液相色谱-同位素比质谱技术发展及应用研究进展

doi:10.3724/SP.J.1123.2019.12007

摘要/Abstract

摘要：

液相色谱-同位素比质谱（LC-IRMS）是一种特征化合物同位素分析技术，该技术利用LC IsoLink接口设备实现液相色谱与同位素比质谱的联用，通过检测目标物质的稳定碳同位素比（δ¹³C），实现样品的产地来源与品质真实性鉴定。该文总结了IRMS与LC-IRMS技术的概况，以及过去20年LC-IRMS的发展历程；归纳整理了LC-IRMS在食品安全、生态与环境、生命科学及考古学等领域的应用情况；评述了LC-IRMS面临的技术局限、挑战及其未来的发展趋势。

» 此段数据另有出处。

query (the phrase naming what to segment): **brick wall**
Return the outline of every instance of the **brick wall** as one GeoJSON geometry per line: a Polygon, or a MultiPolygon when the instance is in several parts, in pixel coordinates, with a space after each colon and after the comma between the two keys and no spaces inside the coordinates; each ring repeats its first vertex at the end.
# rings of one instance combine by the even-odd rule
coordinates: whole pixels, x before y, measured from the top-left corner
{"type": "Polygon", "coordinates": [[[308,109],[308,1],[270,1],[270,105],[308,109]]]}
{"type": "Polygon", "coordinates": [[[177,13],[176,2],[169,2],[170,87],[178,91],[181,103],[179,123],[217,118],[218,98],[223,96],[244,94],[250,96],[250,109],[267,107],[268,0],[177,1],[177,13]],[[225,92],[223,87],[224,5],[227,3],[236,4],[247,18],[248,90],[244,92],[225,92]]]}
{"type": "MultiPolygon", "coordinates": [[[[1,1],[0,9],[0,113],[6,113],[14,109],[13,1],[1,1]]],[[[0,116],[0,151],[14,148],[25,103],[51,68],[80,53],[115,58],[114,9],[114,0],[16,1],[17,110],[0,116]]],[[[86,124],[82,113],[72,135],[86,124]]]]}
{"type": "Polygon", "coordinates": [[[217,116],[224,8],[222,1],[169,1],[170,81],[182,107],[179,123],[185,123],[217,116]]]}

关键词: 同位素比质谱, 液相色谱, 特征化合物同位素分析, δ¹³C, 综述

Abstract:

The first commercial interface for hyphenating liquid chromatography with isotope ratio mass spectrometry (LC-IRMS) was not available until 2004, and it was commercialized under the name LC IsoLink by Thermo Finnigan. LC-IRMS, a method of compound-specific isotope analysis, has enabled the detection of stable carbon isotope ratios (δ¹³C) in targeted substances in order to determine their origin and authenticity. This paper provides an overview of IRMS and LC-IRMS techniques, the history and detailed classification of the latter over the past twenty years. The application of LC-IRMS to the fields of food safety, environment and ecology, life sciences, and archeology are reviewed. Finally, the technical limitations, current challenges, and future development trends of LC-IRMS are outlined.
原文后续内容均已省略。